Abstract

e17584 Background: Adenoid cystic carcinoma is the most common histological subtype of malignancy seen in major and minor salivary glands. Although indolent they tend to recur and progress. Adenoid cystic carcinoma also arises from other structures such as lacrimal glands and trachea. This study compares the incidence-based mortality between patients who have salivary and no-salivary origin adenoid cystic carcinomas of the head and neck region over the period of 2000 to 2014. Methods: A nation-wide analysis was conducted utilizing the Surveillance, Epidemiology, and End Results (SEER) Database from the years 2000 to 2014. Incidence-based mortality for all stages of adenoid cystic carcinoma was queried and the results were grouped by race (Caucasian/White, African American/Black, American Indian/Alaskan native and Asian/Pacific Islander) and gender. All stages were included in the analysis. T-test was used to determine statistically significance difference between various subgroups. Linearized trend lines were used to visualize the mortality trends of all sub groups. Results: Incidence-based mortality for salivary gland adenoid cystic carcinomas in African American/Black patients is comparable to Caucasian/White patients despite a higher incidence in Caucasian/White patients (no statistically significant difference was noted).

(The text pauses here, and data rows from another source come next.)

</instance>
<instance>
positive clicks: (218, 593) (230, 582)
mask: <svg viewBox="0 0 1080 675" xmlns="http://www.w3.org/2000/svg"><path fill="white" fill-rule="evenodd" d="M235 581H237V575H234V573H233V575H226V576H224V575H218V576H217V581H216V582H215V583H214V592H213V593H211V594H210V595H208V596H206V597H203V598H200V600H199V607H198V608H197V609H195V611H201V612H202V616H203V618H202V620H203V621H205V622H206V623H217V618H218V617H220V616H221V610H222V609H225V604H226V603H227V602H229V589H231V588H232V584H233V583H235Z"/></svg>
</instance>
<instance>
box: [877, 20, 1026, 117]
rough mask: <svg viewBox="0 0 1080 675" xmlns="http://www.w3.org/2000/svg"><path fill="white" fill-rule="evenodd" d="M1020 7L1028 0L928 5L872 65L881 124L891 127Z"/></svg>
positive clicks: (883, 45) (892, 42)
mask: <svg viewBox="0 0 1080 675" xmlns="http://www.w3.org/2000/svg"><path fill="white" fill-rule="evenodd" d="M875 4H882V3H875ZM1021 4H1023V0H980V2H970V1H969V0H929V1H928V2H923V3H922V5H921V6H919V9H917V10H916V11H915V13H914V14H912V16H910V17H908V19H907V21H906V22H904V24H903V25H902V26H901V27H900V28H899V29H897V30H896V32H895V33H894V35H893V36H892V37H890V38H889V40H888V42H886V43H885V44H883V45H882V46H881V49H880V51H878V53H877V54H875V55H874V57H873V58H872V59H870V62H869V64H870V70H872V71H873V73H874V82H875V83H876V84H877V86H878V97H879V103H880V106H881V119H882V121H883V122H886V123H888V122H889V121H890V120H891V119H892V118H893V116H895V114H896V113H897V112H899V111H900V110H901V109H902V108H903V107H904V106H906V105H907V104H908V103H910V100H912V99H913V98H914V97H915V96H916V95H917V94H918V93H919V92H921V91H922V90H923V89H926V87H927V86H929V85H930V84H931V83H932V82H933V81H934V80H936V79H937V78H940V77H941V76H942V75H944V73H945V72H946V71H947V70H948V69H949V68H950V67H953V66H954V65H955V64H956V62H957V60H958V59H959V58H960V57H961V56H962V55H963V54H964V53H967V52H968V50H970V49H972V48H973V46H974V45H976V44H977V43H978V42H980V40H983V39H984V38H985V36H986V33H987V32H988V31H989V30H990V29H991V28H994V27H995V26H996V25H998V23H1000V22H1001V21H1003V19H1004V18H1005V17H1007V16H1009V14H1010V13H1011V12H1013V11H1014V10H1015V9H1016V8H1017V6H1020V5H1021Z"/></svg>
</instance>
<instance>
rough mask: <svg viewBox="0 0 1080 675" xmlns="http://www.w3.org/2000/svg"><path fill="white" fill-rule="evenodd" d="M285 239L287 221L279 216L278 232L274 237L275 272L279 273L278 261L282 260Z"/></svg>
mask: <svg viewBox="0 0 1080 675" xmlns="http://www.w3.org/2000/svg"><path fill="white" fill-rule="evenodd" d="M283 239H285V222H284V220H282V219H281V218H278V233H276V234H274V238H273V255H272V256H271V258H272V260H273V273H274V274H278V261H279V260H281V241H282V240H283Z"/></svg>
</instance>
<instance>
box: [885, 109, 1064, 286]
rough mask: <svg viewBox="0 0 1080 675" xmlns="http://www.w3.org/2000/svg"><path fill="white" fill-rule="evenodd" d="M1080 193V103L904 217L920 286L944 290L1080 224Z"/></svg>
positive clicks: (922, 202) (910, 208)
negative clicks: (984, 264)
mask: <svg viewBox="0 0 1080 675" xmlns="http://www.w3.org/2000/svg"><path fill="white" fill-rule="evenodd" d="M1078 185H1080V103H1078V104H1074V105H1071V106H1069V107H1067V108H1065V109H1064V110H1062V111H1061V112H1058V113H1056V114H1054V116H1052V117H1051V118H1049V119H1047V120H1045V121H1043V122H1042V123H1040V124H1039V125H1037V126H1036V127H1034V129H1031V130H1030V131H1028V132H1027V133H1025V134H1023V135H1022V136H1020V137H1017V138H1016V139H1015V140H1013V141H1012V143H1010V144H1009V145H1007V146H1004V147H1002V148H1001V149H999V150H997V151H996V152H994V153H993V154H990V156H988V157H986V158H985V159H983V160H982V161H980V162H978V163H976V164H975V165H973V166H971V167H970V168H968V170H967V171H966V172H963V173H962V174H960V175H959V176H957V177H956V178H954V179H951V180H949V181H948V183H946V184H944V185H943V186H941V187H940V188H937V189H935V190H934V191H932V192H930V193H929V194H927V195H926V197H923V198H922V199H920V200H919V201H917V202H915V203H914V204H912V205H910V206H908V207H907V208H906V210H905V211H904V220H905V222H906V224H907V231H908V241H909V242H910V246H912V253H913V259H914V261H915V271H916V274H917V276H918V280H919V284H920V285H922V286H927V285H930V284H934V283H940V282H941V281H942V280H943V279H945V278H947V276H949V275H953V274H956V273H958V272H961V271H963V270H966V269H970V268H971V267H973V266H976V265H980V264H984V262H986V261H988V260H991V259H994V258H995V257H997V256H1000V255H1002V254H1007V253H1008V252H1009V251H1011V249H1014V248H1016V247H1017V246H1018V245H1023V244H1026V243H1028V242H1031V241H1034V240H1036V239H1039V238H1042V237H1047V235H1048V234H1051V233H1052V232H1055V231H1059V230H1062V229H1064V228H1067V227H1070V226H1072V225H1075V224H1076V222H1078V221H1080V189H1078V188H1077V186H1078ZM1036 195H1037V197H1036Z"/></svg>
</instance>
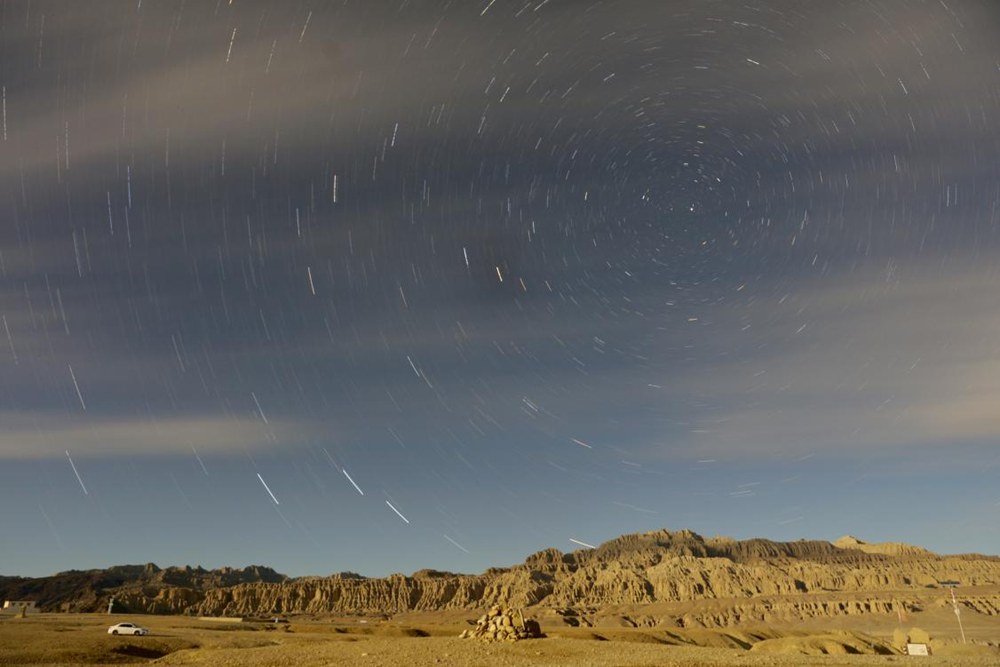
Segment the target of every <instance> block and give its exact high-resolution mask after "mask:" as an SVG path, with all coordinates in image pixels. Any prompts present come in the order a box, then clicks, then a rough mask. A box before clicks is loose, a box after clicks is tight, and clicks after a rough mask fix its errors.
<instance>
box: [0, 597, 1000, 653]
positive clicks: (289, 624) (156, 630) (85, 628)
mask: <svg viewBox="0 0 1000 667" xmlns="http://www.w3.org/2000/svg"><path fill="white" fill-rule="evenodd" d="M915 616H919V618H911V619H908V620H909V621H910V625H918V624H919V625H920V627H921V628H923V629H925V630H927V631H928V632H930V634H931V637H932V639H933V643H934V645H933V653H934V655H932V656H931V657H927V658H925V657H915V656H906V655H902V654H900V653H898V652H895V651H894V650H893V649H891V647H890V645H891V636H892V632H893V630H895V629H896V628H897V627H898V623H897V619H895V618H894V617H888V616H885V615H875V614H870V615H865V616H859V617H839V618H826V619H813V620H811V621H807V622H803V623H799V624H795V625H794V626H784V627H781V626H766V627H762V626H757V627H754V626H747V627H733V628H725V629H717V630H709V629H687V630H684V629H657V628H612V627H608V628H596V627H594V628H570V627H556V626H554V625H553V626H550V627H546V624H545V623H544V621H543V624H542V630H543V631H544V632H545V633H546V635H547V636H546V637H545V638H542V639H531V640H524V641H519V642H515V643H502V642H498V643H483V642H480V641H478V640H475V639H460V638H458V634H459V633H460V632H461V631H462V630H463V629H468V628H470V627H472V626H470V625H469V621H470V620H472V619H474V618H475V617H476V614H475V613H472V612H463V611H450V612H433V613H415V612H414V613H409V614H403V615H399V616H396V617H394V618H393V619H391V620H388V621H385V620H378V619H363V618H356V617H354V618H343V617H342V618H330V617H327V618H319V617H313V618H303V617H292V618H290V619H289V620H290V622H289V623H287V624H285V623H281V624H273V623H263V622H256V623H255V622H220V621H217V620H215V621H209V620H199V619H195V618H190V617H184V616H144V615H117V614H116V615H114V616H107V615H103V614H35V615H29V616H28V617H27V618H14V617H2V618H0V665H4V666H6V665H34V666H52V667H55V666H57V665H58V666H60V667H63V666H66V665H122V664H139V663H153V664H157V665H213V666H232V667H237V666H246V667H271V666H274V667H290V666H292V665H302V666H306V667H308V666H319V665H361V666H371V667H376V666H381V667H389V666H395V665H406V666H413V667H419V666H423V665H428V666H429V665H435V666H439V665H450V666H454V667H466V666H468V667H476V666H482V667H492V666H501V665H503V666H515V665H517V666H520V665H538V666H540V667H541V666H544V667H554V666H556V665H560V666H563V665H564V666H571V665H572V666H574V667H576V666H587V665H589V666H593V667H606V666H607V667H610V666H612V665H615V666H622V667H640V666H642V667H653V666H654V665H655V666H661V667H665V666H672V665H677V666H680V665H685V666H692V667H699V666H704V667H707V666H710V665H713V666H714V665H721V666H728V665H742V666H755V665H760V666H763V665H774V666H778V665H824V666H827V667H835V666H840V665H844V666H846V665H900V664H920V665H923V664H927V665H969V666H973V667H975V666H979V665H982V666H984V667H985V666H986V665H992V666H996V665H1000V651H998V649H997V648H996V646H997V643H998V641H1000V620H998V619H996V618H995V617H986V618H969V619H968V621H969V622H967V623H966V625H965V632H966V635H967V638H968V640H969V643H967V644H962V643H961V640H960V639H959V635H958V627H957V623H956V621H955V617H954V615H953V614H952V613H951V612H950V610H948V609H936V610H934V611H932V612H925V613H924V614H920V615H915ZM123 621H132V622H134V623H137V624H140V625H142V626H144V627H146V628H148V629H149V630H150V635H149V636H145V637H125V636H111V635H108V634H107V628H108V626H109V625H112V624H113V623H119V622H123ZM855 652H858V653H855ZM879 652H881V653H879Z"/></svg>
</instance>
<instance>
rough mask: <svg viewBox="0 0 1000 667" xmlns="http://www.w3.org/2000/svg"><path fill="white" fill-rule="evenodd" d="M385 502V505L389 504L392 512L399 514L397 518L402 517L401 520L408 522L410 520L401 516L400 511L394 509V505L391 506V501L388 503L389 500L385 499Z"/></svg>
mask: <svg viewBox="0 0 1000 667" xmlns="http://www.w3.org/2000/svg"><path fill="white" fill-rule="evenodd" d="M385 504H386V505H388V506H389V509H391V510H392V511H393V512H395V513H396V514H397V515H398V516H399V518H400V519H402V520H403V521H405V522H406V523H410V520H409V519H407V518H406V517H405V516H403V515H402V514H401V513H400V511H399V510H398V509H396V508H395V507H393V506H392V503H390V502H389V501H388V500H387V501H385Z"/></svg>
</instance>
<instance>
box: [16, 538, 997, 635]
mask: <svg viewBox="0 0 1000 667" xmlns="http://www.w3.org/2000/svg"><path fill="white" fill-rule="evenodd" d="M952 580H957V581H960V582H961V584H962V586H963V588H965V587H970V586H998V585H1000V559H998V558H996V557H991V556H975V555H963V556H955V557H952V556H938V555H936V554H933V553H931V552H929V551H926V550H924V549H920V548H919V547H909V546H908V545H891V546H886V545H869V544H866V543H864V542H862V541H861V540H857V539H856V538H841V539H840V540H838V541H837V542H836V543H830V542H821V541H806V540H801V541H798V542H772V541H770V540H763V539H753V540H743V541H738V540H733V539H730V538H725V537H713V538H703V537H701V536H700V535H698V534H696V533H694V532H692V531H687V530H684V531H677V532H670V531H666V530H660V531H652V532H648V533H641V534H634V535H624V536H622V537H619V538H616V539H614V540H611V541H609V542H606V543H604V544H602V545H600V546H599V547H597V548H596V549H585V550H580V551H576V552H573V553H562V552H560V551H559V550H557V549H546V550H543V551H540V552H538V553H536V554H533V555H531V556H529V557H528V558H527V559H526V560H525V561H524V563H522V564H520V565H516V566H514V567H510V568H491V569H489V570H487V571H486V572H484V573H483V574H479V575H461V574H453V573H449V572H439V571H435V570H421V571H419V572H416V573H414V574H413V575H411V576H404V575H402V574H396V575H392V576H389V577H384V578H378V579H374V578H372V579H369V578H365V577H361V576H360V575H357V574H353V573H344V574H341V575H334V576H331V577H303V578H298V579H288V578H286V577H284V576H282V575H280V574H278V573H276V572H274V571H273V570H269V569H267V568H260V567H251V568H244V569H239V570H237V569H232V568H225V569H221V570H204V569H202V568H190V567H187V568H166V569H160V568H158V567H156V566H155V565H152V564H148V565H140V566H120V567H115V568H110V569H108V570H103V571H90V572H69V573H61V574H59V575H55V576H54V577H47V578H43V579H32V580H23V579H4V580H0V594H2V595H5V596H6V597H7V598H10V599H35V600H37V601H38V602H39V603H40V606H41V607H43V609H48V610H53V609H58V608H59V605H60V604H61V603H65V602H68V603H69V604H68V605H67V608H68V609H70V610H73V611H101V610H103V609H104V608H106V605H107V601H108V599H109V598H110V597H111V596H112V595H114V596H115V600H116V608H119V609H122V610H125V611H134V612H147V613H163V614H191V615H197V616H267V615H277V614H282V615H284V614H297V613H307V614H329V613H333V614H367V615H381V614H396V613H400V612H406V611H414V610H416V611H433V610H447V609H470V610H472V609H480V610H481V609H487V608H490V607H493V606H497V607H501V608H505V609H509V608H529V607H535V608H539V609H569V610H579V612H578V613H574V614H573V615H569V614H567V615H566V616H565V618H567V619H573V622H574V623H577V624H582V625H587V624H590V623H592V622H594V621H593V620H588V615H589V616H593V614H592V613H591V612H588V611H587V610H596V609H602V608H608V607H614V606H632V607H635V606H643V605H647V606H648V605H664V604H668V605H669V604H671V603H687V604H688V605H689V607H690V608H689V609H688V610H686V611H684V612H682V613H673V612H662V613H658V614H655V615H654V614H650V615H647V616H646V617H644V618H638V619H630V620H629V621H628V623H627V624H633V625H650V624H652V625H656V624H661V623H666V624H669V625H680V626H685V625H693V626H700V627H723V626H728V625H733V624H736V623H740V622H744V621H748V620H760V621H771V620H776V619H790V620H792V619H800V618H810V617H813V616H823V615H839V614H854V613H859V614H860V613H880V614H882V613H894V612H895V611H896V609H897V607H896V606H895V605H897V604H899V605H906V604H910V605H912V606H911V607H910V608H914V607H915V606H918V605H920V604H924V602H923V600H922V598H921V597H920V596H919V593H920V592H926V591H927V590H929V589H932V588H935V587H938V586H939V585H940V582H944V581H952ZM884 591H894V592H895V593H894V595H895V598H891V597H890V598H889V599H886V598H885V597H884V596H883V597H880V596H879V595H876V594H877V593H880V592H884ZM908 592H909V593H908ZM35 593H37V594H35ZM959 598H960V599H959V603H960V604H962V605H964V606H965V607H966V608H968V609H969V610H970V611H971V612H976V613H982V614H988V615H997V614H998V613H1000V612H998V610H1000V595H978V596H973V595H971V593H969V594H966V595H960V596H959ZM713 600H725V601H727V602H726V603H725V604H715V605H714V607H713V608H711V609H709V608H704V609H702V608H700V607H698V605H697V604H694V605H691V604H690V603H698V602H700V601H713ZM567 622H569V621H567Z"/></svg>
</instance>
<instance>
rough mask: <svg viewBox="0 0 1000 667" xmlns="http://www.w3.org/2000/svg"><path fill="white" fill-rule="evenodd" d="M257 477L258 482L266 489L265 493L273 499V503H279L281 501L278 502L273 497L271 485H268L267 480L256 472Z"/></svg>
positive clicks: (279, 504) (276, 500)
mask: <svg viewBox="0 0 1000 667" xmlns="http://www.w3.org/2000/svg"><path fill="white" fill-rule="evenodd" d="M257 479H259V480H260V483H261V484H263V485H264V488H265V489H266V490H267V494H268V495H269V496H271V500H273V501H274V504H275V505H280V504H281V503H279V502H278V499H277V498H275V497H274V494H273V493H271V487H269V486H268V485H267V482H265V481H264V478H263V477H261V476H260V473H257Z"/></svg>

Also, the incidence-based mortality for non-salivary gland adenoid cystic carcinomas of the head and neck region in African American/Black patients was similar to Caucasian/White patients. Essentially no racial difference in mortality was noted between salivary and non-salivary gland tumors. Comparison of mortality between genders in both races in salivary and non-salivary gland tumors also did not show any statistically significant difference. Conclusions: This study showed that adenoid cystic carcinoma of non-salivary gland origin have the same mortality trends as that from salivary gland origin in both Caucasian/White and American/Black patients and in both genders. Given such uniformity, genetic and environmental factors may not play significant role in the progression and outcomes of this disease. Hence, adenoid cystic carcinoma may be treated with similar therapeutic approaches regardless of the origin, gender and race of the patient.